If a little dreaming is dangerous, the cure for it is not to dream less but to dream more, to dream all the time. Marcel Proust
Now the holiday itself was a bit of a disappointment, mainly because of my teenage lack of appreciation at a rural holiday. But the food? Well that was something else altogether. Long, lazy lunches sitting in the shade, watching the world go by.
It was in Corfu that I ate my first true “Greek Salad”, tasted stifado and dolmades, and got a real taste for the cuisine of Greece. One of my favourite dishes was a vibrant mixed vegetable stew that came topped with a plentiful supply of crumbled salty feta and oodles of fresh herbs.

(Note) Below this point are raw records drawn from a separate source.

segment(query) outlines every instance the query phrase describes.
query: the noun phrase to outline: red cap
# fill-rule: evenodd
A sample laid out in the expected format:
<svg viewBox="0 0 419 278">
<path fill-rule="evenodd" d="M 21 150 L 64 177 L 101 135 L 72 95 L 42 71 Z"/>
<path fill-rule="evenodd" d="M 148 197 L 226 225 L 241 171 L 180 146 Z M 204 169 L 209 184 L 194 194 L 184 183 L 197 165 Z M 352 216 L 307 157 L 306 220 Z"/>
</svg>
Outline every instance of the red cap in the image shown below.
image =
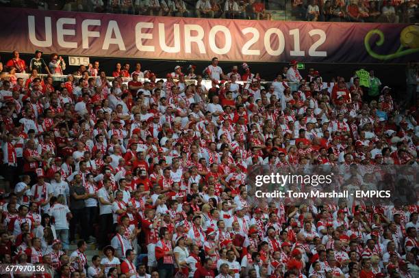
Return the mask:
<svg viewBox="0 0 419 278">
<path fill-rule="evenodd" d="M 257 232 L 257 230 L 255 229 L 255 228 L 251 228 L 249 230 L 249 234 L 255 234 Z"/>
<path fill-rule="evenodd" d="M 388 270 L 395 270 L 396 269 L 397 269 L 397 267 L 393 264 L 389 264 L 387 266 Z"/>
<path fill-rule="evenodd" d="M 229 243 L 232 242 L 231 239 L 225 239 L 221 242 L 221 247 L 227 246 Z"/>
<path fill-rule="evenodd" d="M 298 248 L 296 248 L 295 249 L 292 250 L 292 252 L 291 252 L 291 255 L 293 257 L 299 255 L 301 255 L 301 251 Z"/>
<path fill-rule="evenodd" d="M 45 173 L 44 173 L 44 169 L 42 168 L 37 168 L 35 170 L 35 173 L 36 173 L 36 176 L 38 178 L 45 178 Z"/>
<path fill-rule="evenodd" d="M 283 242 L 281 245 L 281 247 L 282 247 L 282 248 L 285 247 L 285 246 L 291 247 L 291 246 L 292 246 L 292 245 L 291 243 L 288 242 L 288 241 L 285 241 L 285 242 Z"/>
<path fill-rule="evenodd" d="M 208 228 L 206 231 L 207 236 L 211 236 L 213 234 L 215 234 L 215 231 L 213 228 Z"/>
<path fill-rule="evenodd" d="M 344 242 L 349 242 L 349 236 L 346 236 L 346 234 L 341 235 L 340 239 L 340 241 L 343 241 Z"/>
</svg>

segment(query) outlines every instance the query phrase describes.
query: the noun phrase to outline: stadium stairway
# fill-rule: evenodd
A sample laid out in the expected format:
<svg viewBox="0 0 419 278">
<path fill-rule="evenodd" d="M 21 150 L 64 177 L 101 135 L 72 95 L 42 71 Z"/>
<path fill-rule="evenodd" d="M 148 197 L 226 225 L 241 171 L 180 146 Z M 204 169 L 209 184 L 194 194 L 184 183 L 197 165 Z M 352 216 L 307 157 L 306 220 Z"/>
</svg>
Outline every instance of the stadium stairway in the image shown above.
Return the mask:
<svg viewBox="0 0 419 278">
<path fill-rule="evenodd" d="M 76 240 L 77 241 L 77 240 Z M 87 258 L 88 264 L 89 266 L 92 264 L 92 258 L 94 255 L 98 255 L 99 256 L 102 256 L 103 253 L 101 250 L 97 250 L 96 243 L 89 244 L 88 245 L 88 249 L 84 252 L 84 255 Z M 71 253 L 77 249 L 77 245 L 73 244 L 68 245 L 68 251 L 67 255 L 71 255 Z"/>
</svg>

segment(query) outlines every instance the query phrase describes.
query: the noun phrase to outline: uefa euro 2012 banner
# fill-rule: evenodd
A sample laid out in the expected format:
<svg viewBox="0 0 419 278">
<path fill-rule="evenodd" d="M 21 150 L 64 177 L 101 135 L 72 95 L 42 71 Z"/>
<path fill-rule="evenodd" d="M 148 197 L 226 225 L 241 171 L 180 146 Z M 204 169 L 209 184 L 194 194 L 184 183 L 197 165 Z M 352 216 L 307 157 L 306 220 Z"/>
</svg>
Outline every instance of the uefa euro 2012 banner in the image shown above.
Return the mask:
<svg viewBox="0 0 419 278">
<path fill-rule="evenodd" d="M 0 51 L 138 59 L 403 63 L 419 26 L 203 19 L 2 8 Z"/>
</svg>

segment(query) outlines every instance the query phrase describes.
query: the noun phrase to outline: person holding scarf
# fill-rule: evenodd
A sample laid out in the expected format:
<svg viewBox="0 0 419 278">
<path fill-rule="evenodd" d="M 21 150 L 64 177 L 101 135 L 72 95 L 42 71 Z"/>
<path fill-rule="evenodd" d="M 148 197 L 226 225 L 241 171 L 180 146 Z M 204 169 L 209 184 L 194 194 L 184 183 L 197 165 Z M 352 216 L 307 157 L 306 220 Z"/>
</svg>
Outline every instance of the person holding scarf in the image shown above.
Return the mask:
<svg viewBox="0 0 419 278">
<path fill-rule="evenodd" d="M 120 263 L 120 273 L 125 274 L 127 278 L 131 277 L 138 277 L 138 273 L 134 265 L 134 260 L 136 259 L 136 252 L 132 249 L 128 249 L 125 251 L 125 260 L 123 260 Z"/>
<path fill-rule="evenodd" d="M 290 62 L 290 68 L 287 70 L 287 80 L 289 82 L 300 82 L 303 77 L 297 69 L 297 61 L 292 60 Z"/>
<path fill-rule="evenodd" d="M 205 241 L 205 236 L 201 227 L 201 216 L 196 215 L 194 217 L 192 221 L 192 228 L 188 232 L 188 237 L 192 238 L 192 242 L 201 248 Z"/>
<path fill-rule="evenodd" d="M 36 173 L 38 177 L 38 183 L 31 189 L 31 201 L 38 204 L 42 212 L 47 212 L 50 207 L 49 200 L 53 196 L 53 189 L 50 184 L 45 182 L 45 175 L 42 168 L 37 168 Z"/>
<path fill-rule="evenodd" d="M 160 240 L 155 244 L 155 258 L 157 262 L 159 277 L 173 277 L 175 258 L 172 249 L 170 234 L 165 227 L 160 231 Z"/>
</svg>

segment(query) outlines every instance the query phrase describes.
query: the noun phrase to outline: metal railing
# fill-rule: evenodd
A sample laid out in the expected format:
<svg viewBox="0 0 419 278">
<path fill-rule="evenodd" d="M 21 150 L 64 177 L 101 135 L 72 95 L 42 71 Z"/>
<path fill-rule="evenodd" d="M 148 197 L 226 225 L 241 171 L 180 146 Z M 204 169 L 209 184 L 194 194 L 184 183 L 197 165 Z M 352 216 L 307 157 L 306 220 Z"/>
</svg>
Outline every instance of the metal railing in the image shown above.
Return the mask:
<svg viewBox="0 0 419 278">
<path fill-rule="evenodd" d="M 26 80 L 29 77 L 30 74 L 28 73 L 16 73 L 15 74 L 15 76 L 17 78 L 21 78 L 23 79 L 24 81 L 26 81 Z M 41 78 L 41 79 L 45 79 L 47 77 L 48 77 L 48 74 L 38 74 L 37 77 Z M 51 77 L 53 77 L 53 80 L 54 81 L 56 82 L 65 82 L 67 81 L 67 77 L 68 77 L 68 75 L 59 75 L 59 74 L 52 74 Z M 1 74 L 0 74 L 0 79 L 3 79 L 3 80 L 10 80 L 11 77 L 11 74 L 7 74 L 7 73 L 2 73 Z M 81 77 L 81 76 L 75 76 L 73 75 L 73 77 L 77 80 L 79 79 Z M 96 79 L 99 79 L 100 77 L 94 77 Z M 108 81 L 112 82 L 115 78 L 112 77 L 106 77 L 106 79 L 107 79 Z M 129 82 L 130 81 L 132 80 L 131 78 L 130 77 L 122 77 L 123 79 L 123 83 L 127 83 L 128 82 Z M 141 82 L 144 82 L 144 81 L 149 81 L 149 79 L 144 79 L 144 78 L 140 78 L 138 79 L 139 81 L 140 81 Z M 163 80 L 164 81 L 166 81 L 166 79 L 163 79 L 163 78 L 156 78 L 156 80 Z M 196 83 L 196 80 L 194 79 L 187 79 L 186 80 L 186 83 L 187 84 L 190 84 L 190 83 Z M 244 85 L 246 83 L 249 83 L 250 82 L 244 82 L 244 81 L 237 81 L 236 82 L 238 84 L 242 85 Z M 262 84 L 265 85 L 270 85 L 270 83 L 272 83 L 272 81 L 261 81 L 260 82 Z M 211 80 L 203 80 L 202 85 L 203 85 L 207 89 L 210 89 L 212 87 L 212 81 Z M 298 83 L 296 82 L 288 82 L 288 85 L 290 85 L 290 87 L 291 87 L 291 89 L 292 91 L 296 91 L 298 87 Z M 324 85 L 327 86 L 327 83 L 323 83 Z M 266 88 L 268 89 L 268 88 Z"/>
<path fill-rule="evenodd" d="M 182 12 L 177 8 L 173 0 L 163 0 L 159 3 L 162 8 L 160 10 L 151 10 L 149 7 L 150 0 L 132 0 L 131 5 L 123 5 L 123 3 L 129 3 L 128 1 L 103 0 L 103 5 L 95 5 L 96 1 L 92 0 L 77 0 L 66 1 L 51 1 L 39 0 L 37 1 L 28 0 L 13 0 L 5 4 L 0 3 L 0 6 L 12 6 L 16 8 L 34 8 L 40 10 L 64 10 L 68 12 L 86 12 L 99 13 L 116 13 L 139 15 L 154 15 L 164 16 L 186 16 L 196 17 L 195 5 L 196 1 L 183 0 L 186 10 Z M 233 18 L 234 19 L 266 19 L 270 18 L 276 20 L 309 20 L 309 21 L 333 21 L 333 22 L 378 22 L 378 23 L 417 23 L 419 22 L 419 7 L 413 1 L 405 1 L 394 7 L 394 14 L 384 14 L 383 11 L 388 11 L 383 6 L 382 1 L 371 1 L 361 5 L 364 1 L 359 1 L 359 14 L 357 18 L 351 17 L 348 12 L 348 7 L 333 7 L 330 3 L 333 1 L 326 1 L 322 5 L 317 6 L 319 10 L 318 15 L 310 14 L 316 8 L 309 5 L 295 5 L 293 0 L 257 0 L 264 5 L 266 13 L 257 14 L 253 10 L 253 6 L 249 4 L 249 1 L 235 0 L 239 7 L 239 12 L 231 14 L 226 13 L 225 9 L 225 0 L 214 0 L 213 5 L 214 18 Z M 254 0 L 251 0 L 254 1 Z M 307 2 L 307 1 L 303 1 Z M 116 3 L 114 5 L 114 3 Z M 165 5 L 165 6 L 164 6 Z M 168 7 L 167 9 L 166 7 Z M 383 10 L 384 8 L 384 10 Z M 390 9 L 392 12 L 392 8 Z"/>
</svg>

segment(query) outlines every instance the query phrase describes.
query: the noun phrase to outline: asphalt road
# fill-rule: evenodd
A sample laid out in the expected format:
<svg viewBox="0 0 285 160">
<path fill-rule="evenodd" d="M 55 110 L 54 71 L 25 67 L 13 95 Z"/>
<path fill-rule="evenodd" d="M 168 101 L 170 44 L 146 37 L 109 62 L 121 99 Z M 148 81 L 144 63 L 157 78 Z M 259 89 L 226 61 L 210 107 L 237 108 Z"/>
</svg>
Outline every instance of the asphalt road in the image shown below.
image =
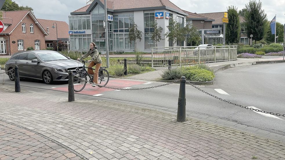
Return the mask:
<svg viewBox="0 0 285 160">
<path fill-rule="evenodd" d="M 2 81 L 3 75 L 0 75 L 0 83 Z M 4 80 L 7 83 L 13 84 L 13 82 L 10 81 L 7 75 Z M 117 80 L 113 81 L 115 80 Z M 116 83 L 129 84 L 133 81 L 123 79 L 119 81 Z M 214 85 L 199 87 L 210 93 L 239 104 L 284 114 L 285 114 L 284 81 L 285 64 L 281 63 L 230 68 L 218 73 Z M 115 87 L 119 85 L 112 84 L 112 82 L 110 81 L 108 86 Z M 141 82 L 139 83 L 139 84 L 129 85 L 128 86 L 139 88 L 162 84 L 155 82 L 146 84 L 143 84 L 146 82 Z M 67 88 L 68 86 L 66 83 L 47 85 L 41 81 L 25 79 L 21 79 L 21 85 L 49 89 L 51 89 L 52 87 Z M 99 96 L 101 97 L 177 108 L 179 84 L 147 90 L 130 91 L 107 90 L 101 88 L 93 89 L 92 87 L 89 88 L 85 89 L 83 90 L 87 90 L 88 93 L 94 91 L 96 94 L 93 94 L 100 93 L 101 95 Z M 187 111 L 219 117 L 285 135 L 284 127 L 285 117 L 268 117 L 268 114 L 262 115 L 229 104 L 206 94 L 189 85 L 186 85 L 186 89 Z M 84 94 L 83 93 L 79 93 Z M 92 94 L 91 93 L 90 95 L 92 95 Z"/>
</svg>

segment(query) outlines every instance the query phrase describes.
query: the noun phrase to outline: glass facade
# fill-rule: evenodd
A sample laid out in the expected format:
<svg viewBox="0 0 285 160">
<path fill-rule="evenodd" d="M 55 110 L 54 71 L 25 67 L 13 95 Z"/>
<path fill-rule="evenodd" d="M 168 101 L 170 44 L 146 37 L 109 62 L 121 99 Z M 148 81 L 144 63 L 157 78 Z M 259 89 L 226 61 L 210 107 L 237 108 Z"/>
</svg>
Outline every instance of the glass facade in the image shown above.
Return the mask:
<svg viewBox="0 0 285 160">
<path fill-rule="evenodd" d="M 150 47 L 155 47 L 155 43 L 151 39 L 153 33 L 154 32 L 154 12 L 145 11 L 144 14 L 144 49 L 150 50 Z"/>
<path fill-rule="evenodd" d="M 129 28 L 133 24 L 133 14 L 124 14 L 114 15 L 113 35 L 114 50 L 132 50 L 135 42 L 129 43 Z"/>
<path fill-rule="evenodd" d="M 78 34 L 70 35 L 71 50 L 88 50 L 91 43 L 91 34 Z"/>
<path fill-rule="evenodd" d="M 70 30 L 90 30 L 90 16 L 75 16 L 69 17 Z"/>
</svg>

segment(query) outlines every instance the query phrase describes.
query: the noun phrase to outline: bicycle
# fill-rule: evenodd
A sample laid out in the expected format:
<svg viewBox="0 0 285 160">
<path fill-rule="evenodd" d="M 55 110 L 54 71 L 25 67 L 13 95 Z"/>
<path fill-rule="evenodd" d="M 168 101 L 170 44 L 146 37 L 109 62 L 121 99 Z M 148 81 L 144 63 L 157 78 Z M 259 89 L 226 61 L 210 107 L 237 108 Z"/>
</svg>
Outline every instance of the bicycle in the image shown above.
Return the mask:
<svg viewBox="0 0 285 160">
<path fill-rule="evenodd" d="M 75 92 L 81 91 L 85 87 L 86 83 L 88 81 L 87 81 L 86 75 L 88 75 L 90 78 L 89 82 L 91 84 L 93 83 L 93 75 L 90 76 L 88 73 L 86 68 L 95 70 L 92 68 L 85 66 L 85 63 L 87 62 L 87 61 L 80 60 L 79 61 L 83 63 L 83 67 L 82 69 L 79 69 L 78 72 L 74 73 L 73 83 L 74 91 Z M 98 73 L 98 84 L 100 84 L 100 86 L 98 86 L 100 87 L 101 87 L 101 86 L 106 86 L 108 83 L 110 78 L 108 71 L 105 69 L 106 68 L 106 67 L 100 67 Z"/>
</svg>

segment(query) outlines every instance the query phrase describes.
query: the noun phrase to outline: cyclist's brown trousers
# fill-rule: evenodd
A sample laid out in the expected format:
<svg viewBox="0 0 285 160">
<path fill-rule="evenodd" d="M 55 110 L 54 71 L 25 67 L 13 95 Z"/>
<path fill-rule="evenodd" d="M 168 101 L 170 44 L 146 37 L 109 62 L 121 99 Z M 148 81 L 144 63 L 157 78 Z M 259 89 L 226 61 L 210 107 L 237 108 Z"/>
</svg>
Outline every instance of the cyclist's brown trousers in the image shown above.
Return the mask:
<svg viewBox="0 0 285 160">
<path fill-rule="evenodd" d="M 93 83 L 97 84 L 98 83 L 98 72 L 99 72 L 99 69 L 100 67 L 102 65 L 102 63 L 95 64 L 94 62 L 92 61 L 88 65 L 88 68 L 92 68 L 94 66 L 95 66 L 95 72 L 93 72 L 93 70 L 88 68 L 87 72 L 89 74 L 94 74 L 93 77 Z"/>
</svg>

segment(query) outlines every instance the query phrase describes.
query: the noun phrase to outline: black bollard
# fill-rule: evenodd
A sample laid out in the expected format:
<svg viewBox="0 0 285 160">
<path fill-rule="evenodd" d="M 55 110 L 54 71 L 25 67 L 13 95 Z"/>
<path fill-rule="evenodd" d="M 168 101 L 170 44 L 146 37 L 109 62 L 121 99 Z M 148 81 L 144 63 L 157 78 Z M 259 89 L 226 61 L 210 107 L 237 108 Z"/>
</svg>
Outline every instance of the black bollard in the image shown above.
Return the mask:
<svg viewBox="0 0 285 160">
<path fill-rule="evenodd" d="M 20 92 L 21 87 L 20 86 L 20 78 L 19 77 L 19 68 L 17 66 L 15 66 L 15 92 Z"/>
<path fill-rule="evenodd" d="M 125 70 L 124 74 L 126 76 L 128 75 L 128 68 L 127 68 L 127 59 L 126 58 L 124 59 L 124 70 Z"/>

After the having the Proustian moment, I just had to try my hand at making feta and the vegetable stew. How could I not?
Of course this isn’t real feta cheese, to make real feta cheese, I would need to head off to Greece, employ their traditional methods of cheese making and use the local sheep’s milk. This is then, I suppose my faux feta, or as I’d rather say: my Greek style Feta.
Feta is a milk white brine cured cheese with a soft, friable texture. Excellent for crumbling into salads – feta & watermelon salad is delightful, or diced and mixed with olive oil to be served with a dish of olives as a light snack.
After the inital fermentation both the curds and whey are reheated in combination before draining and a light pressing follow. The cheese is then cut into slabs and immersed in a brine solution, which gives the feta its trademark sharply acidic, pointedly salty flavour.
Feta has been made in much the same way since classical times, in fact, there are records of the cheese being produced in the Byzantine period. Interestingly though it only acquired it’s present name in the 17th century, oddly enough from the Italian word fetta meaning ‘slice’ because of the way it was served.
Enough with the technicalities. Whatever you’d like to call it, it tastes pretty darn good and is well worth trying out yourselves. Sure it’s not exactly a speedy process but it doesn’t require all that much effort, well not as much as say making mozzarella would at any rate.
As for the vegetable stew, well that couldn’t be simpler. A one pot, way of making the most of some great produce. I adapted a recipe for Hortarika Briam from The Best Traditional Recipe of Greek Cooking by Dimitri Haitalis, a book I brought back from the trip to Corfu all those years ago, but it is open to individuality and seasonality. As good at room temperature as it is fresh, steaming from the pot. The original recipe calls for potatoes to be added to the stew, I prefer not to have spuds in a stew so roasted some potato slices separately to have alongside the dish. As I said, the choice is yours.